Being cold may be as bad as being in pain or nauseated—even more true for older
patients. Everyone should be asked if they would like a warm blanket. If they are
obviously cold, get two blankets—one one their body and one around their head!
We may not know that “room temperature” fluids are cold! Imagine swimming in a 68
degree pool. And if the fluids are on an ambulance, room temperature may be very
cold. If the fluids are normal saline, they should warmed!

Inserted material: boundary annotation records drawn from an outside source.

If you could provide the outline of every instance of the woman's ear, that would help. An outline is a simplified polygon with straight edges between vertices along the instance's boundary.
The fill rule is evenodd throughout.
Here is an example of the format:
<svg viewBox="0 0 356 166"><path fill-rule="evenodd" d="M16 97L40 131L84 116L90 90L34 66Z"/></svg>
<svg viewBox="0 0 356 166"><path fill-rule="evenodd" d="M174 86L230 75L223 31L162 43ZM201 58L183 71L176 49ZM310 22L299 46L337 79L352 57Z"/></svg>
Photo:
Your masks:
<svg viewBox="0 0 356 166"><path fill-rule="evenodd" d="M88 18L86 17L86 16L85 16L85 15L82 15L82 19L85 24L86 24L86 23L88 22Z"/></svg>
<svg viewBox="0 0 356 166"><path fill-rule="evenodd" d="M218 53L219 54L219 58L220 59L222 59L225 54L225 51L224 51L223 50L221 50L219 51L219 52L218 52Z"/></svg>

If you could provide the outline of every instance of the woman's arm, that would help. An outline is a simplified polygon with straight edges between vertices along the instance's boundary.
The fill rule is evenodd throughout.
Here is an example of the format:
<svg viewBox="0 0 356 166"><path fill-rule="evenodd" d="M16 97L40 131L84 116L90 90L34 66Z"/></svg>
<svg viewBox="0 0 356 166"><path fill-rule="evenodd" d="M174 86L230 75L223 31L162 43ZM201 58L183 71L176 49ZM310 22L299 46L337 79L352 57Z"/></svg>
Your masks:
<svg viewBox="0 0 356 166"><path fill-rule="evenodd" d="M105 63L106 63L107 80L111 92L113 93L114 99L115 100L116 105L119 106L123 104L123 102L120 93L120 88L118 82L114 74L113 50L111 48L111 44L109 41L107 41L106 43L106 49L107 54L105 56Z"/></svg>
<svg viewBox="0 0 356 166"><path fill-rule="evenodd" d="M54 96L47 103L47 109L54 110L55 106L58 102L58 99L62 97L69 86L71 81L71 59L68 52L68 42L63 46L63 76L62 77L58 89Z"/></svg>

4. Warm, calm, encouraging voice
Softly and confidently saying things like “We are going to get you feeling better very
soon.” ; “We are going to take great care of you.”; “You are in a safe place.” “You look
like you don’t feel well so I want to start immediately helping you with pain, nausea,
and fear—and we can talk in detail later after you feel better.”
5. Encourage the patient to breathe slowly exhaling through their nose and to imagine
their heart rate going down. Just thinking about breathing can be a good distraction. And prolonging your expiratory phase in a relaxed posture can enhance parasympathetic activity and calm your adrenergic state. If you think this is hocus-pocus “mindfulness”; consider what athletes do right before a race or a speaker before an important presentation or discussion. Or think about what all of us do after a tough physical or emotional task-we sigh deep and long—unconsciously using parasympathetic control over sympathetic surge.
These 5 easy immediate non-pharmacologic therapies communicate a place of comfort & safety that allows patients to have less pain, nausea, anxiety and discomfort.